Monday, July 4, 2005

On teaching literature to 12-year-olds:

My seventh-grade class read Ben Jonson's poem "It is not growing like a tree." Here's the text of that poem:

It is not growing like a tree
In bulk doth make Man better be;
Or standing long an oak, three hundred year,
To fall a log at last, dry, bald, and sere:
A lily of a day
Is fairer far in May,
Although it fall and die that night —
It was the plant and flower of light.
In small proportions we just beauties see;
And in short measures life may perfect be.

(I can't space it properly on this program, but it should be centered.)

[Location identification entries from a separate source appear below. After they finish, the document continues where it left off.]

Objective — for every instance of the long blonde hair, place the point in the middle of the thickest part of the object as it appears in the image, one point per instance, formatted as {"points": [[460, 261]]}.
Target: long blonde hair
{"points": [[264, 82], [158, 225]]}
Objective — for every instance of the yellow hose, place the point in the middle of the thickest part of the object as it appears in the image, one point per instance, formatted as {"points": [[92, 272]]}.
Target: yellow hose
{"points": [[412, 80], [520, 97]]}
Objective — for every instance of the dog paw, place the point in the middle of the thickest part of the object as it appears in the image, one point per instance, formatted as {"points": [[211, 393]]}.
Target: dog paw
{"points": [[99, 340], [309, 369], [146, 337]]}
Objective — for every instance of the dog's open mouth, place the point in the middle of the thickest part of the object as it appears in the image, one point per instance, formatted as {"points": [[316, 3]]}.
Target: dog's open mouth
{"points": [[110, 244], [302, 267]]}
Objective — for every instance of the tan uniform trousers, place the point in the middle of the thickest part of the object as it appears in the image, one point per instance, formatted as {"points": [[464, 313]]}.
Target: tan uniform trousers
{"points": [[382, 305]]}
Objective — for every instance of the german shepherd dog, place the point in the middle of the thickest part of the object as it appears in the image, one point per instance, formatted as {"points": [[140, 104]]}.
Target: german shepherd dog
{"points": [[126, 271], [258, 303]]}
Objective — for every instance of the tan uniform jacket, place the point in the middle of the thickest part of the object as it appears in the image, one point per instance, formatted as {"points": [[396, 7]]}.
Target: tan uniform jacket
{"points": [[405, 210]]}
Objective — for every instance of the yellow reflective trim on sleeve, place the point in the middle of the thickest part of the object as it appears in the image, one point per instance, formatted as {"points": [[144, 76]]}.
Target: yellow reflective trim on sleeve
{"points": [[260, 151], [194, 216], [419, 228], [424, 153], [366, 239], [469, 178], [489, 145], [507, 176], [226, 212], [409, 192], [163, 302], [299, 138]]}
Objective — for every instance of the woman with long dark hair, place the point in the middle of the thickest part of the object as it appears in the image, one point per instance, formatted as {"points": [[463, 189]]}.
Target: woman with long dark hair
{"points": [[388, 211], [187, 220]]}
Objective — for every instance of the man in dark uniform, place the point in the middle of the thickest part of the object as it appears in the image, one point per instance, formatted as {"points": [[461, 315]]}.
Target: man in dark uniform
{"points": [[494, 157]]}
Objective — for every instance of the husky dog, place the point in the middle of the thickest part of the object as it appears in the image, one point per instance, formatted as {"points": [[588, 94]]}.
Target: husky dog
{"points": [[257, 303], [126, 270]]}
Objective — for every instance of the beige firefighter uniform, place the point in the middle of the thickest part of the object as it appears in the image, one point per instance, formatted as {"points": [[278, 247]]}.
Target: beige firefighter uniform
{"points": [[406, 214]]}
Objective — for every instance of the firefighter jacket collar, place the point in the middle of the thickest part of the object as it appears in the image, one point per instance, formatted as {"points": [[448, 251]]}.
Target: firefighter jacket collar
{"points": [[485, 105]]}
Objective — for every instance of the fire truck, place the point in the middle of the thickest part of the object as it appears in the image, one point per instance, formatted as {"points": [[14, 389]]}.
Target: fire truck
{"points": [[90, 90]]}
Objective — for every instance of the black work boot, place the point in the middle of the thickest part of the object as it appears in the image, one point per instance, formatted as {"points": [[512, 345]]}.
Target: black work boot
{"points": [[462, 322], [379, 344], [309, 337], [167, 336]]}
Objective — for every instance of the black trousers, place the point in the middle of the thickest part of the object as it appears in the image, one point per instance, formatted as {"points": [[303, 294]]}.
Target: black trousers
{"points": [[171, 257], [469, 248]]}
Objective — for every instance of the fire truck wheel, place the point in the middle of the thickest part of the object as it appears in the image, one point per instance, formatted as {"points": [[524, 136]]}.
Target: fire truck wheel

First we parsed it for vocabulary & syntax, paraphrased it & looked at the structure (the significance of lengths of lines, for example). Then I wanted to suggest two possible readings: one that Ben Jonson had in mind his own children, all of whom died very young; the other that he was articulating a defense of lyric (against epic or history). So I told them about his children, and they took the next step. So far so good. The other reading was harder to get across, and I didn't quite know how to get them to understand this without just handing it to them. I suppose I could have framed it as fiction vs. non-fiction — they might have been able to draw an analogy. (I think I just talked about short works and long works.) I don't think that's terrible — I think they got it, but I wonder how I could have done it differently.

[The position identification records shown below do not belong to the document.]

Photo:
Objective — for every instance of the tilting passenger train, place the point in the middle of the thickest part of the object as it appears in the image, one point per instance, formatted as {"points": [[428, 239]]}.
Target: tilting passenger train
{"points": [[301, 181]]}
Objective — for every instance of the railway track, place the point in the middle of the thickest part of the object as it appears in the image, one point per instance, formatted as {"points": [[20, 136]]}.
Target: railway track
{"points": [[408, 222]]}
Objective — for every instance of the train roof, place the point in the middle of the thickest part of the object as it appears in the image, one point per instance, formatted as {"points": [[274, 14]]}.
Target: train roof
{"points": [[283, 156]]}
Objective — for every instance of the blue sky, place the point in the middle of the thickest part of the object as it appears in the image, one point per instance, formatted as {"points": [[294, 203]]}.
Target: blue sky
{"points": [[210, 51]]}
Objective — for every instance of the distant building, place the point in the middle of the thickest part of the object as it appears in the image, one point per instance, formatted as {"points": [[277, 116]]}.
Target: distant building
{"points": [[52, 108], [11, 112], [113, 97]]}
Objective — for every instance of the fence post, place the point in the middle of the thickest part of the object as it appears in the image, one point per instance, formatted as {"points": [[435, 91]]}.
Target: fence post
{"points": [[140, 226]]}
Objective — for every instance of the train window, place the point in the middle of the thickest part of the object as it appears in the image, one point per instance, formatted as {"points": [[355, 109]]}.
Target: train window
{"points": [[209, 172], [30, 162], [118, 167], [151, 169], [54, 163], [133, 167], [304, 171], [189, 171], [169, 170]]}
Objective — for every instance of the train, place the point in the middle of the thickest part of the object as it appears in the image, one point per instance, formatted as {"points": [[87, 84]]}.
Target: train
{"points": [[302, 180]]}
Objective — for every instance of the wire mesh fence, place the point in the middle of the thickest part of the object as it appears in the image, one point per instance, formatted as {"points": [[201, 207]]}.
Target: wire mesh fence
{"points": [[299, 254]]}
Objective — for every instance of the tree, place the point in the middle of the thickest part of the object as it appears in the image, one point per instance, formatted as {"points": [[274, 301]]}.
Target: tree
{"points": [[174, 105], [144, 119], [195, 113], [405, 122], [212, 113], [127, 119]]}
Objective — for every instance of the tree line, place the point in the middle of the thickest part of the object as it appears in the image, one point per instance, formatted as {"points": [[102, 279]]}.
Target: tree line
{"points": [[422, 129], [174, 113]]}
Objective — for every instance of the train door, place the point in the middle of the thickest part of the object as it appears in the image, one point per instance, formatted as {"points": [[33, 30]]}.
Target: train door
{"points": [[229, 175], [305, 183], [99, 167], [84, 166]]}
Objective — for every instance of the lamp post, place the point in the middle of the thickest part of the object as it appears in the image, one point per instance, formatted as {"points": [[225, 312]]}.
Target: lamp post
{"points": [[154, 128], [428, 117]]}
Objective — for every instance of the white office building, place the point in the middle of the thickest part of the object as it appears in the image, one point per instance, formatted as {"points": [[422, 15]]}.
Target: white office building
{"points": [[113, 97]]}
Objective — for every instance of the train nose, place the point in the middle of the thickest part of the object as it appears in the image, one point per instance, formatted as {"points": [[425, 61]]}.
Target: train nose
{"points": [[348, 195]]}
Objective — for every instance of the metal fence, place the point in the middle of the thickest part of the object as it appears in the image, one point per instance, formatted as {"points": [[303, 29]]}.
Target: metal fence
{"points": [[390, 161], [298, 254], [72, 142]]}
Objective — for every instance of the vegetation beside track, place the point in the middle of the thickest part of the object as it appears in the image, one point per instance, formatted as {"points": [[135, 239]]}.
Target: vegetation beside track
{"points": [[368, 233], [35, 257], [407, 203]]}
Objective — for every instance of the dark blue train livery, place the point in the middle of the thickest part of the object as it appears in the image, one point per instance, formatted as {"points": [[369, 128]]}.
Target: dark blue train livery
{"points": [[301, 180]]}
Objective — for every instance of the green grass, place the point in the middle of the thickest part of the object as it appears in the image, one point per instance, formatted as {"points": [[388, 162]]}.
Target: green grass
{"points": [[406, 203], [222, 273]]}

I chose "It is not growing like a tree" because it's short (easy to memorize) & dense, and some of them did memorize it. But, not surprisingly, they weren't as taken with it as they were with Blake's "The Poison Tree" (which is not to say I won't teach it again).

It's hard to get them started. When we read a poem I feel like the class is a kitten which I've just deposited in a vast maze, and I have to prod it to get it to explore.

But sometimes they chase after metaphors on their own. We read an excerpt from Moby Dick about the sea's "suffusing seethings." I told them that the literal meaning of "seething" is "boiling," & they caught the implication of latent violence in the word, & one of them even pointed out that the whale rising out of the sea is like the pot boiling over.

Once we were discussing chapters 27-30 of Anne of Green Gables; in 27 & 28 Anne pursues extravagant fantasies and comes to grief; in chapters 29 & 30 she throws herself into real life, and draws great satisfaction from it. So we summed up the four chapters as baldly as possible, and I asked if they could spot any contrast or development. They could; in fact it was the most mischievous boy in the class who got it.

I love it when things happen on the spot; when they see things I hadn't noticed, as with "suffusing seethings," or when I see things I hadn't noticed before. When we were discussing chapter 23 of Tom Sawyer it suddenly occurred to me that the revival and the storm are a comic reversal of Noah's Flood. I was too excited to keep this to myself, let alone to consider how I might nudge them to notice it, so I spilled the beans.

Sherlock Holmes & the short stories of Ray Bradbury went over very well. No surprise there!

The eternal dilemma in teaching is finding a balance between giving and drawing out (like sowing & reaping); one doesn't want to give too much, but if one doesn't give enough nothing will come out. The aim is to find a productive balance, which, of course, differs with every student. It's much easier if they ask questions; then one doesn't have to guess about what they know & what they don't know.
Of course, there's no dilemma if you just lecture, & certainly there's a place for lectures even in high school courses. (They're extremely unpopular at the moment.) (There's no dilemma also if you go to the opposite extreme, which judging from conversation with teachers, is a far more common solution — giving students geometric shapes and hoping they'll rediscover the Pythagorean theorem, for example. "Board of Ed regulations limit me to 10 minutes of instruction," said a colleague who teaches middle school. "For the rest of the hour they free-write on some topic — an ideal vacation for example— exchange it with one neighbor, then another..." She rolled her eyes. "But how can they write if they don't know what a sentence is?" This brings back bad memories...)
I wish there were books that suggested ways of presenting literature to children & teenagers; not just discussion questions, but what they should know before the discussion, different possible follow-up questions — as a ground bass for an improvisation; I don't think anyone would follow it as a script — so that one wouldn't have to reinvent the wheel every time.